The researchers based their study on data from three waves of the National Health and Nutrition Examination Survey's Epidemiologic Follow-up Study (1982󈟀, 1987 and 1992). The sample, which included 4,276 people split evenly between male and female, was about 92 percent white, with a mean age of 60.4 years.
Drinkers were classified as light to moderate if they consumed less than 15 drinks per week and less than five drinks per drinking day (less than four per day for women). Heavy drinkers were those who consumed 15 or more drinks per week or five or more per drinking day (four or more for women). Abstainers were those who drank fewer than 12 alcoholic beverages the previous year.
Having a physical disability means having trouble performing, or being unable to perform, routine tasks such as dressing and grooming, personal hygiene, arising, eating, walking, gripping, reaching, and doing daily errands and chores. Participants were asked if they experienced no difficulty, some difficulty, much difficulty or were unable to do these activities at all when alone and without the use of aids.
At the start of the survey, 32 percent of men and 51 percent of women abstained from drinking, 51 percent of men and 45 percent of women were light to moderate drinkers, and 17 percent of men and 4 percent women were heavy drinkers.
No one had any disabilities at the outset, but 7 percent died and 15 percent became disabled over five years.
The researchers found that light to moderate drinkers in good health had a lower risk for developing new disabilities, compared with both abstainers and heavy drinkers.

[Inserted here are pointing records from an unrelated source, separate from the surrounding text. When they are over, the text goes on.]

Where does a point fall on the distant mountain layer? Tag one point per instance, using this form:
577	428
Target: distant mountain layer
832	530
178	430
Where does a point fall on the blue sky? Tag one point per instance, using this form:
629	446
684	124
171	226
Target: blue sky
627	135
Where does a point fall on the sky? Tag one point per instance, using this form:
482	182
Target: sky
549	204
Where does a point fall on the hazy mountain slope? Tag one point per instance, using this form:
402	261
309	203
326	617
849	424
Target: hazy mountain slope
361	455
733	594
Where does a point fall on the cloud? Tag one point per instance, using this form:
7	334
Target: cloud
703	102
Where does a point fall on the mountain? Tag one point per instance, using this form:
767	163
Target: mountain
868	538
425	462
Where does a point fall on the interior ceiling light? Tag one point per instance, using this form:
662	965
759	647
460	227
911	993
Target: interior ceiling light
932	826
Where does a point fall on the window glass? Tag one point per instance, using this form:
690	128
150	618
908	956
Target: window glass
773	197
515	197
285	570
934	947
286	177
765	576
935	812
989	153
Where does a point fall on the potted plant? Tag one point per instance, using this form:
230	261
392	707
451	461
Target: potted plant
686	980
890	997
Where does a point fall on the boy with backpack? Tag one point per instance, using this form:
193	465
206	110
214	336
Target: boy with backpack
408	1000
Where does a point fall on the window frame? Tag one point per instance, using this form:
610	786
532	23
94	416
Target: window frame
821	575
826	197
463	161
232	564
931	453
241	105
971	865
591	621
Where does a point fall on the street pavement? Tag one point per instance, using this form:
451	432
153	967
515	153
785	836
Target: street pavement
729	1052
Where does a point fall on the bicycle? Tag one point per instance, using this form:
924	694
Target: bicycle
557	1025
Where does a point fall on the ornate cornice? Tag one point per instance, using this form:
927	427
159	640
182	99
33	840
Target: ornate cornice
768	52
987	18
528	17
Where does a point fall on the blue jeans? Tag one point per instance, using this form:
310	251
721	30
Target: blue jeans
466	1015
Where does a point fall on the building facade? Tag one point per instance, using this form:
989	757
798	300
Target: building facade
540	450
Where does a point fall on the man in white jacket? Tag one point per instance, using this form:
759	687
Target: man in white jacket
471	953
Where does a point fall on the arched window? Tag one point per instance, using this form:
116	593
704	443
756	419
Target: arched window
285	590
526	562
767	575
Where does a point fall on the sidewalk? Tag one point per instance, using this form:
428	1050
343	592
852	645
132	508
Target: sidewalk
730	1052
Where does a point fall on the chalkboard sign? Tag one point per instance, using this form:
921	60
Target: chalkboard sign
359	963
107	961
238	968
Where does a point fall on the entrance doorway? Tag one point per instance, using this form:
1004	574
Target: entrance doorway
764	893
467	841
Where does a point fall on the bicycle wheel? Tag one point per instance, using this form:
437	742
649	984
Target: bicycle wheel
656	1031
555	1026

In unadjusted analyses, light to moderate drinkers had a 17.7 percent chance of becoming disabled or dying in five years, compared with 26.7 percent for abstainers and 21.4 percent for heavy drinkers. Among survivors, the risk for new disability was 12.5 percent for light to moderate drinkers, compared with 20 percent for abstainers and 15.6 percent for heavy drinkers.

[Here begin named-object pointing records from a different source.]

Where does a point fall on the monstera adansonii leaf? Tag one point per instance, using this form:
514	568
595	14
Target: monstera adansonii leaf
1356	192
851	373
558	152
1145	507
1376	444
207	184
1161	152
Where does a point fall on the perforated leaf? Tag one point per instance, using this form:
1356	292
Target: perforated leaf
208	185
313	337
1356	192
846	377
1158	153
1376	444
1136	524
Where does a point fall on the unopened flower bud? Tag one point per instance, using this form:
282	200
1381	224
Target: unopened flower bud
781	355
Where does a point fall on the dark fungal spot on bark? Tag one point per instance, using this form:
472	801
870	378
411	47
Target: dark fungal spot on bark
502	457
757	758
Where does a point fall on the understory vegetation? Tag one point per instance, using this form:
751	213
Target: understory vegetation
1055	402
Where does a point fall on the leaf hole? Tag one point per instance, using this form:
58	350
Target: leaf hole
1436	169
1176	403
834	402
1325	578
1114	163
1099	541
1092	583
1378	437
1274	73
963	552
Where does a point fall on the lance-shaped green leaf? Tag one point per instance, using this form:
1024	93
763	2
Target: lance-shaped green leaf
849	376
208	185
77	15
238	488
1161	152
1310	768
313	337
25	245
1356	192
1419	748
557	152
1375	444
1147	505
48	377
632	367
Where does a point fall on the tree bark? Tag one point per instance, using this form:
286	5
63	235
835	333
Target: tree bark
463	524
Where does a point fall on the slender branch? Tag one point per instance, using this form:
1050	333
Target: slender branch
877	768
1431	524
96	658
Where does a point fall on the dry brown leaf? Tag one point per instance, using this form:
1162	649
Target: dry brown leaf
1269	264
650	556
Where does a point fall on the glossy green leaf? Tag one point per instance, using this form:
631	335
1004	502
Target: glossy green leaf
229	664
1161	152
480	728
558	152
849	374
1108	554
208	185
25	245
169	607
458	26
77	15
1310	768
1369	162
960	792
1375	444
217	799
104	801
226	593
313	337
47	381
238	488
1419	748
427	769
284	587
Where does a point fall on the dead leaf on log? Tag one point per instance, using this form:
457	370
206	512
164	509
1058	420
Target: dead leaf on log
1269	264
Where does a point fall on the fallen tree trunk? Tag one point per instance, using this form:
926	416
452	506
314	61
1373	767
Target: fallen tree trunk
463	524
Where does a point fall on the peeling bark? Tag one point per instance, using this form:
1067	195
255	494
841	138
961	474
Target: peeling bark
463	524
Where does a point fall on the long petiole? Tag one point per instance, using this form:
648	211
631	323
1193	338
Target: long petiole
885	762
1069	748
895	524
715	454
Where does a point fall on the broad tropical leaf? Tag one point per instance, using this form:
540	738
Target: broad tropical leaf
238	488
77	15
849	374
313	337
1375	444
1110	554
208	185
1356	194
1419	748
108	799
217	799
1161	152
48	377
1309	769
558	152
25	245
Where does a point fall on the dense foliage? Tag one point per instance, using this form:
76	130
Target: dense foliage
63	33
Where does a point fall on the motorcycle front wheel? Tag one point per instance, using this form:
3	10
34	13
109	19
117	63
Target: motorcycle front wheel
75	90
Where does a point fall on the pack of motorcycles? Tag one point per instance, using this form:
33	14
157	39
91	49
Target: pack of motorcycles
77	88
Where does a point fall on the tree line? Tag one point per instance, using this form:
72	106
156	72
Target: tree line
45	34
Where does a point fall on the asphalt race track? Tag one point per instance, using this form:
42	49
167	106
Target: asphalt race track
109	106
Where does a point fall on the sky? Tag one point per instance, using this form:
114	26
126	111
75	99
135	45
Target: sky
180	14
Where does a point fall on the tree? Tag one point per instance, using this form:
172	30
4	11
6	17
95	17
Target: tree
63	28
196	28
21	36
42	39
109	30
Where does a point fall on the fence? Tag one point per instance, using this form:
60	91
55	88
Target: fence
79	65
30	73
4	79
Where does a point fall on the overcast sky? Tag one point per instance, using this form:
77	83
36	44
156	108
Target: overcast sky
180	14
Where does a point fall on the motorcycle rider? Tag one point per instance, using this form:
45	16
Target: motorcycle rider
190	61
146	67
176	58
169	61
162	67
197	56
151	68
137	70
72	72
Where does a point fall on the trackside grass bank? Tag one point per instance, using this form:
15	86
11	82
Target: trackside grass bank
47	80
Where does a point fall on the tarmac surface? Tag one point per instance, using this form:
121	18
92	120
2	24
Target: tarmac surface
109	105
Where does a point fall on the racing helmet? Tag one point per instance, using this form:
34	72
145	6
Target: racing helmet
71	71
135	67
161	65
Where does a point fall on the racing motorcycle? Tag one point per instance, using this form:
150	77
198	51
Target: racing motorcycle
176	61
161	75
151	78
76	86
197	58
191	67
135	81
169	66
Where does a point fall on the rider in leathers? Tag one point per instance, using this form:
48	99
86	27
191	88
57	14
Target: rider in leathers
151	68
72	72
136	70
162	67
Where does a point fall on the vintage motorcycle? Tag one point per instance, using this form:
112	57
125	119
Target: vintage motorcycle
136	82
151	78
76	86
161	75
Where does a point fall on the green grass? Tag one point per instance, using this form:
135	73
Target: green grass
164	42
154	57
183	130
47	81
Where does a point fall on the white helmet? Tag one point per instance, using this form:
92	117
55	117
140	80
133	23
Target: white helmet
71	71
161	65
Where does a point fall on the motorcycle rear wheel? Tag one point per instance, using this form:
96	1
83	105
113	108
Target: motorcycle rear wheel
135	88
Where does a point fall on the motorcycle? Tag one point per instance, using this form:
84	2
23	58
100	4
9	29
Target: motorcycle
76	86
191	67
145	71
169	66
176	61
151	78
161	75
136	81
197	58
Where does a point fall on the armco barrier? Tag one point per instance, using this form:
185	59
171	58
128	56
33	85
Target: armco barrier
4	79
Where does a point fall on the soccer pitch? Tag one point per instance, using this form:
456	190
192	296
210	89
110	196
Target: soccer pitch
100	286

However, after controlling for confounding variables such as age, smoking, exercise, heart attacks and strokes, the benefits of alcohol consumption were seen only in seniors who rated their health as good or better: There was a 3 to 8 percent reduction in the odds of developing disability with each additional drink per week in older men and women in good or better health who were not heavy drinkers, but there was no such benefit seen in those who rated their health as fair or poor.
"Light to moderate alcohol consumption appears to have disability prevention benefits only in men and women in relatively good health," the researchers wrote. "It is possible that those who report poor health have progressed too far on the pathway to disability to accrue benefits from alcohol consumption and that alcohol consumption may even be deleterious for them."
Other study authors were Catherine A. Sarkisian, Deborah M. Kado, Howard Dedes, Diana H. Liao, Sungjin Kim, David B. Reuben, Gail A. Greendale and Alison A. Moore, all of the David Geffen School of Medicine. Sarkisian is also affiliated with the Geriatric Research Education and Clinical Center of the Veterans Affairs Greater Los Angeles Healthcare System.
The study was supported by funding from the John A. Hartford Foundation/American Federation for Aging Research Medical Student Geriatrics Scholars Program; the National Institute on Alcohol Abuse and Alcoholism; and the Claude D. Pepper Older Americans Independence Center of the National Institute on Aging.